Melons make magnificent additions to any meal, any time
Published 12:01 am Saturday, July 14, 2012
Recently my longtime friend, Alice, and I shared cooking a meal. She brought a beautiful, but also healthy, desert – melons. They are in season, and she said the local ones were so good. The recipe came from Lee Bailey’s Southern Food & Plantation Houses. It is a pretty coffee-table book with lovely pictures of homes in Natchez, Miss., with recipes for luncheons, elegant dinners, Sunday suppers, fish fries, barbecues, buffets, etc. Despite it being a pretty book the recipes are simple and tasty. Bailey is dead now, but long before Martha Stewart produced attractive books about how to entertain, he showed us glamorous cooking and beautiful presentations accessible to the uninitiated.
Bailey was born in Bunkie, La., where I also have a friend, but lived and worked in Manhattan and Long Island, N.Y. But, he didn’t forget his Southern roots. He had an aunt who lived in Natchez and visited her often. On a trip in the late 80s, he teamed up with the Pilgrimage Garden Club of Natchez to produce his Southern Food book. The melon recipe was for a lunch under the trees at Edgewood, an 1850s home in Natchez.
Use it for a family desert, for a buffet luncheon or dinner…or breakfast.
Melon with
Blueberry Sauce
Serves 8
2 cups fresh blueberries
½ cup sugar
2 tablespoons freshly squeezed lemon juice
1 tablespoon vodka
Dash of ground cinnamon (optional)
1 very large honeydew melon or any other good melon, peeled, seeded, and cut into medium-thin slices
Place the berries, sugar, lemon juice, vodka and cinnamon in a small saucepan. Bring to a simmer over medium heat, and cook slowly for 20 minutes. Cool, cover and refrigerate until ready to use.
Arrange melon slices on individual plates and put a line of sauce down the middle of each. (Alice used both honeydew and cantaloupe slices and added some sliced strawberries and decorated with mint.)
The July issue of ‘bon appétit’ had a great melon dessert with lime. Other ripe fruit can be used such as pineapple, peaches or plums. You can chill any leftover syrup for sweetening iced tea or cocktails.
Melon Carpaccio
with Lime
Serves 6
½ cup sugar
4 sprigs mint plus small leaves for garnish
½ t. thinly sliced fresh red chili (such as jalapeño or Fresno)

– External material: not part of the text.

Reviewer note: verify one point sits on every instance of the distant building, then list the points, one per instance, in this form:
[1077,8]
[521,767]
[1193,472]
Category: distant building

½ vanilla bean, split lengthwise
½ cup fresh lime juice
½ 5-lb. melon (such as honeydew), peeled, halved, seeded, cut crosswise into ¼ “slices
Coconut, mango, or lemon sorbet (optional)
½ tsp. lime zest
Bring sugar and ¼ cup water to a boil in a small saucepan over medium heat, stirring to dissolve sugar. Add mint sprigs and chili. Scrape in seeds from vanilla bean; add bean. Remove syrup from heat; cover and let steep for 15 minutes for flavors to infuse.
Strain syrup through a fine-mesh sieve into a small bowl; stir in limejuice.
Do ahead: Syrup can be made one week ahead. Keep chilled.
Arrange melon slices in a 13x9x2” glass baking dish. Pour syrup over melon in baking dish. Cover with plastic wrap and chill for two hours to allow flavors to meld.
Divide melon slices among plates, overlapping them decoratively. Pour remaining syrup in dish into a small pitcher.
Do ahead: Melon carpaccio can be made up to five hours ahead. Cover and chill melon and remaining syrup separately. Drizzle some of syrup over melon. Place a scoop of sorbet in center of each plate, is using garnish with mint leaves and lime zest.
See what melons are in the market. Melons love heat and we have a lot of that. You might want to think of growing your own next year. I have planted Edisto Mystery (seed from Southern Exposure Seed Exchange) this year, said to do well in the hot humid conditions which prevail in my garden. It should be coming in soon.